The dangers of tongue and lip piercings to dental health

A Consultation with Dr. Steven Gold

Dear Doctor,
My daughter has a tongue piercing and wears a metal ball in the middle of her tongue. She has already chipped her lower front tooth. Can this piercing result in other dental problems?

Body piercing

Dear Katie,
Tongue and other piercings can cause many clinical problems. Tongue bolts, as they are known, have resulted in a variety of problems including chipping, sensitivity and pain to teeth. More frequently, periodontal (gum) problems may result. These may appear as recession, inflammation, infection and bone loss. Rarely, nerve damage can occur when placing a tongue bolt. If she continues to wear the tongue bolt she should consult with her dentist about the frequency of her dental checkups. Even though wearing oral ornaments may be in vogue presently, it is a trend that can have significant long-term effects. The Journal of the American Dental Association has noted that the most common sites for intraoral piercings are the tongue and the lip. The American Medical Association recently reported a case of severe facial pain following a tongue piercing in a teenager, a student in Rome, Italy. Afterwards she started to get electrical shocks 20-30 times a day in many areas of her face. A neurologist explained that the tongue bolt irritated the nerve to the tongue and was the cause of these neurological symptoms, a condition known as trigeminal neuralgia. The bolt was removed and two days later the pain was gone.

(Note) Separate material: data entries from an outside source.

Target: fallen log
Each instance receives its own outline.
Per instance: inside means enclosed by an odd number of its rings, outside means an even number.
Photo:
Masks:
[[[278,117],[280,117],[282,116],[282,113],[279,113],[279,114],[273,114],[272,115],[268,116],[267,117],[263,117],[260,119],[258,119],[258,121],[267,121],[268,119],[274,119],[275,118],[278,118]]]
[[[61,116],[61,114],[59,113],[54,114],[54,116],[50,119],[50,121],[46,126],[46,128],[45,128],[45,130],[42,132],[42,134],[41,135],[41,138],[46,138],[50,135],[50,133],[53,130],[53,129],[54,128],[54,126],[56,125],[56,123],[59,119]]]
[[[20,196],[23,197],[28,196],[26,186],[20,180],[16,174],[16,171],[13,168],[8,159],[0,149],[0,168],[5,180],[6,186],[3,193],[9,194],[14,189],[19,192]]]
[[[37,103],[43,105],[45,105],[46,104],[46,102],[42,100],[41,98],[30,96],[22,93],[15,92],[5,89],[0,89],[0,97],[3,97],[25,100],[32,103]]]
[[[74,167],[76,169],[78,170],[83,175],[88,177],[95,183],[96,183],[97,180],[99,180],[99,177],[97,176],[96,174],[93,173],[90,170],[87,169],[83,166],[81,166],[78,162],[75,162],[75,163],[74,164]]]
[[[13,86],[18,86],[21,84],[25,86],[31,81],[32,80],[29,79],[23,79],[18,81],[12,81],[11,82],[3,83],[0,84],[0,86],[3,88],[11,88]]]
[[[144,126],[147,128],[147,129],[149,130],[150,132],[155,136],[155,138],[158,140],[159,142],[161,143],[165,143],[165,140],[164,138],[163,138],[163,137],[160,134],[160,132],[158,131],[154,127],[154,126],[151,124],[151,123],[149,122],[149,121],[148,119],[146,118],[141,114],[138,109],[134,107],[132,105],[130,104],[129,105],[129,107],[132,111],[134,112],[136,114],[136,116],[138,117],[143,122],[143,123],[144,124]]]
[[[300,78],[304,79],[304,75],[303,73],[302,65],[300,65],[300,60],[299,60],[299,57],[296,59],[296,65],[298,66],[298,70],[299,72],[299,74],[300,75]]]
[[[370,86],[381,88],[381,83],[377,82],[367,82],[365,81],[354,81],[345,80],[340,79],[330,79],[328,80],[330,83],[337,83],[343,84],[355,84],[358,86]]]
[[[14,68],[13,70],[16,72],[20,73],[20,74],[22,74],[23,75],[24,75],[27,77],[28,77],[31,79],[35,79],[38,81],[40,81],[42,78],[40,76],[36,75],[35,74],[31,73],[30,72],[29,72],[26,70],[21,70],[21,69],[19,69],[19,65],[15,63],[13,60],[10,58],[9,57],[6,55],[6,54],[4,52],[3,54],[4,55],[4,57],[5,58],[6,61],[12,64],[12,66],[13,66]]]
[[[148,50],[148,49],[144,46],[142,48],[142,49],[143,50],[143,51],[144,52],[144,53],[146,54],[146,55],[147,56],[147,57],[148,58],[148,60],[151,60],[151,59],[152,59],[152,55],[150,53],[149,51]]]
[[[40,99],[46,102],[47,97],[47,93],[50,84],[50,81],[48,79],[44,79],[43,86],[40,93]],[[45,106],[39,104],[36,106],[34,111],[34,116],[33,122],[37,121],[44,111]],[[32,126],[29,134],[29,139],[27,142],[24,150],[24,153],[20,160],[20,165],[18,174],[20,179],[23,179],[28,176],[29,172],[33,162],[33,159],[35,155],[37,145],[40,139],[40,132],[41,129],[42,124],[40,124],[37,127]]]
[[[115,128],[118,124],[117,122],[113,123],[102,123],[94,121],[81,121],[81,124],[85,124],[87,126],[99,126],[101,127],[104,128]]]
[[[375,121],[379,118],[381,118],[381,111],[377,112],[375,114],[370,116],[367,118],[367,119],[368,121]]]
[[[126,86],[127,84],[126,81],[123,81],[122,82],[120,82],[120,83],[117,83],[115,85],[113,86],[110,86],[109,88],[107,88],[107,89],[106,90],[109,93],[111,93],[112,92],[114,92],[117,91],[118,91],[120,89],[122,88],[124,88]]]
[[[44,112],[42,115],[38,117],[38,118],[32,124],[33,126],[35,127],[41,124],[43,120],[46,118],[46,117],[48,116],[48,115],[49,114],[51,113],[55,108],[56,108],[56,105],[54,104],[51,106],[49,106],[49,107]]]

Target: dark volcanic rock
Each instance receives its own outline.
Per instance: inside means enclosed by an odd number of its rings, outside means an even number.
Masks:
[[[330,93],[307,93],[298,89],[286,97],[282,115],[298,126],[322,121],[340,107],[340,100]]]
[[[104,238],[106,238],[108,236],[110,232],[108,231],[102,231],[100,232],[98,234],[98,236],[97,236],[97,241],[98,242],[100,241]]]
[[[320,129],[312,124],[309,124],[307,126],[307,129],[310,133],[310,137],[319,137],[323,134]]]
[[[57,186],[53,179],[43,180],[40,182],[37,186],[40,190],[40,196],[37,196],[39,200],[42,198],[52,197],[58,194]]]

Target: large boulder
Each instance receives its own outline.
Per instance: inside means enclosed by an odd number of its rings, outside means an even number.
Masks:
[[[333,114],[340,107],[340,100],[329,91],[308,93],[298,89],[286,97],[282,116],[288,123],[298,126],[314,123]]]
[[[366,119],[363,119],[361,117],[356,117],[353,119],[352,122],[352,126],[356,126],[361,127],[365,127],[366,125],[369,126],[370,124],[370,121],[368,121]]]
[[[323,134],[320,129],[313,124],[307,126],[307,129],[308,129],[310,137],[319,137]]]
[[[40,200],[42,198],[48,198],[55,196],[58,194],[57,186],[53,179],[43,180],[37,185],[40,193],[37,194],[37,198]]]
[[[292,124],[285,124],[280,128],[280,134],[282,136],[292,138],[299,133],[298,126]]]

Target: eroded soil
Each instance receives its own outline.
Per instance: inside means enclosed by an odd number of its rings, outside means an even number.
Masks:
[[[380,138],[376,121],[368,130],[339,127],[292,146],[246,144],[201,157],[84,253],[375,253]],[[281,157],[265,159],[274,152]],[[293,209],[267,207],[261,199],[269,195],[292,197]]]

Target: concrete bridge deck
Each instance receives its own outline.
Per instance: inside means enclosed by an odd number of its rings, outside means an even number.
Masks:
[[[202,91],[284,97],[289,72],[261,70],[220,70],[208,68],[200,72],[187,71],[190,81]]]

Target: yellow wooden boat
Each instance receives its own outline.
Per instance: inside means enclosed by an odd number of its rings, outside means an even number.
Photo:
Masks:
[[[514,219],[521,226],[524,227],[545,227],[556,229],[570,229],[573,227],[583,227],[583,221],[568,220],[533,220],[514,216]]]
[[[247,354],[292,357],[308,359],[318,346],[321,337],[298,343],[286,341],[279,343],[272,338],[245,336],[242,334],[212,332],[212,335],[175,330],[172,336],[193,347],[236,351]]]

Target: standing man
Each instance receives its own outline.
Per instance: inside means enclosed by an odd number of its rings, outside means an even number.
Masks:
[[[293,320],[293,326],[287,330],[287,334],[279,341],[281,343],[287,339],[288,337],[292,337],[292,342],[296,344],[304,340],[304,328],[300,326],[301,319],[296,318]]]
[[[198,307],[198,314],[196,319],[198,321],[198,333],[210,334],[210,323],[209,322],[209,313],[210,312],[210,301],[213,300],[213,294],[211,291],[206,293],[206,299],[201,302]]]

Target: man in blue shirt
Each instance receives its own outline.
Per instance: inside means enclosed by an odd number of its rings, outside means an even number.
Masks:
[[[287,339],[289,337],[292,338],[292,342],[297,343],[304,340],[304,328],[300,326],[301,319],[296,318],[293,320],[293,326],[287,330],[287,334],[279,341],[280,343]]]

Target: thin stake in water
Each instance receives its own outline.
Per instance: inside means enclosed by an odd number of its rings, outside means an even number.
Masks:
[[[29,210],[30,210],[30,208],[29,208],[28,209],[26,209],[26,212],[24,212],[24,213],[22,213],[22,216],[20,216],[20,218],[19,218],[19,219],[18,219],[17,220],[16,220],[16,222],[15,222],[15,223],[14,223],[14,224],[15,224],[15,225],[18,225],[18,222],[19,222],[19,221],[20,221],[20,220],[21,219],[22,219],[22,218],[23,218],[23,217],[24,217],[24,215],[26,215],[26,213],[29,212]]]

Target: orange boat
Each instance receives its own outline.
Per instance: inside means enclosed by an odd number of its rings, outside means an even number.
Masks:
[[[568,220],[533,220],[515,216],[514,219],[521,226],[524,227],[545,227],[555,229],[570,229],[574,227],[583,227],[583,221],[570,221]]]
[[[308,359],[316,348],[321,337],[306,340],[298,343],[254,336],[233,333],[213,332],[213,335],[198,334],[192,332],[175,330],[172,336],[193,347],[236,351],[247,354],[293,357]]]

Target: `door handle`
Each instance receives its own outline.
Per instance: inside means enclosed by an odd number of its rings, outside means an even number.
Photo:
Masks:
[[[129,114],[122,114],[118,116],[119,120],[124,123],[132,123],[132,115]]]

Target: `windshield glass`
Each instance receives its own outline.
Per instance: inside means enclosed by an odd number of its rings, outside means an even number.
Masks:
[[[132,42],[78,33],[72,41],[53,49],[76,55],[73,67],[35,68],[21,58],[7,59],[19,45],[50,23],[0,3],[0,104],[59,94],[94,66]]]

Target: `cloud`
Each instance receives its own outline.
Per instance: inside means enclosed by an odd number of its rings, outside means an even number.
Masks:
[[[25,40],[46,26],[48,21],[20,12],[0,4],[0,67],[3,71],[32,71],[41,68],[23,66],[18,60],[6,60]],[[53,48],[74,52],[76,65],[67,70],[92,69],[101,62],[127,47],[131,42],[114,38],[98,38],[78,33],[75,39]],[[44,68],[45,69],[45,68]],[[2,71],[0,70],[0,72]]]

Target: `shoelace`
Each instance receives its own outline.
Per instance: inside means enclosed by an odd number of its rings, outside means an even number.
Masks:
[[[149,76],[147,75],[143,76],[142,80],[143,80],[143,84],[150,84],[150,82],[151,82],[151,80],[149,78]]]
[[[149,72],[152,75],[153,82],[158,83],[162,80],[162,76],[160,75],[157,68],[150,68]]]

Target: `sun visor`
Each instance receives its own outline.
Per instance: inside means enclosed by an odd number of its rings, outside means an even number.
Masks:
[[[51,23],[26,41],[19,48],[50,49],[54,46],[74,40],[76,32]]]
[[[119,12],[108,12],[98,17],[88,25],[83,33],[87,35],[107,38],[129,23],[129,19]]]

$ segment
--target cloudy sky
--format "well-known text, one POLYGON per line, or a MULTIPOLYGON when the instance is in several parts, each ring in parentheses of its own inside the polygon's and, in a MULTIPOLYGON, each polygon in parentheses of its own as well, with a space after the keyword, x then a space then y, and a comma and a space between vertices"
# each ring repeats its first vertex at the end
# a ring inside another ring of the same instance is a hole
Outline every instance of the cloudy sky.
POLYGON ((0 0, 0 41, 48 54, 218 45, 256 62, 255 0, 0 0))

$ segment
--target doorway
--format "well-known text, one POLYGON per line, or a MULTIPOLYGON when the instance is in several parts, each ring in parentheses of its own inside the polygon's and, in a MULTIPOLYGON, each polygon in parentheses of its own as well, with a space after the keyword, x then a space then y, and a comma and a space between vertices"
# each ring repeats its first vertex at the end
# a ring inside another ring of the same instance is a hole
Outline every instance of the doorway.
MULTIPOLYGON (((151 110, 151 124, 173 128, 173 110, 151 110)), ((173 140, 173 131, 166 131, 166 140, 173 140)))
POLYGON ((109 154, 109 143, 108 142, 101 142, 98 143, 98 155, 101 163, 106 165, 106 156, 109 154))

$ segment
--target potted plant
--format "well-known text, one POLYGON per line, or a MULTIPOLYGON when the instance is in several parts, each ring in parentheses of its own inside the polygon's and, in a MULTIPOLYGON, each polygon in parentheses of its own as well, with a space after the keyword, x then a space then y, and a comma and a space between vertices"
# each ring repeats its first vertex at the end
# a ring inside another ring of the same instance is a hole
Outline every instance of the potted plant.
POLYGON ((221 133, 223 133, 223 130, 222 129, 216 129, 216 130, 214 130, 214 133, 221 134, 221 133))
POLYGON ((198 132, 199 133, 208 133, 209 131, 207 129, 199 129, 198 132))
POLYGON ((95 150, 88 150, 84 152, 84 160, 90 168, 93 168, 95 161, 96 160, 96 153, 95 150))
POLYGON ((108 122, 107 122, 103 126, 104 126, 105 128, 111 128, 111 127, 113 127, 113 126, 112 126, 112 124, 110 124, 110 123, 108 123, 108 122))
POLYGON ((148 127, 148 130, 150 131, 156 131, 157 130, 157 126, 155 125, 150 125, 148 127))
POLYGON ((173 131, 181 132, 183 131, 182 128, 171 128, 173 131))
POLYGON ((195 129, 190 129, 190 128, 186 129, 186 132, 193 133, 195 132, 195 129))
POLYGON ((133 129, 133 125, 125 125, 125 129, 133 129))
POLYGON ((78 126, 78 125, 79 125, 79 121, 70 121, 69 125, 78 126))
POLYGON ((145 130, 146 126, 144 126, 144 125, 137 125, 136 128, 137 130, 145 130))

Tongue bolts can be painful to have placed, the tongue is rich in blood vessels and nerves and much bleeding can occur. Think about how painful it is when you just bite your tongue or lip accidentally. Many question why people have oral or other piercings or markings like tattoos; fashion and peer pressure are usually cited. Make sure they don't become “permanent reminders of temporary emotions,” in other words try not to make changes to your body that may be irreversible. Whatever you do, get advice first and learn as much as you can about all the ramifications before you make the decision to go ahead. The topic is worthy of discussion with your dentist first.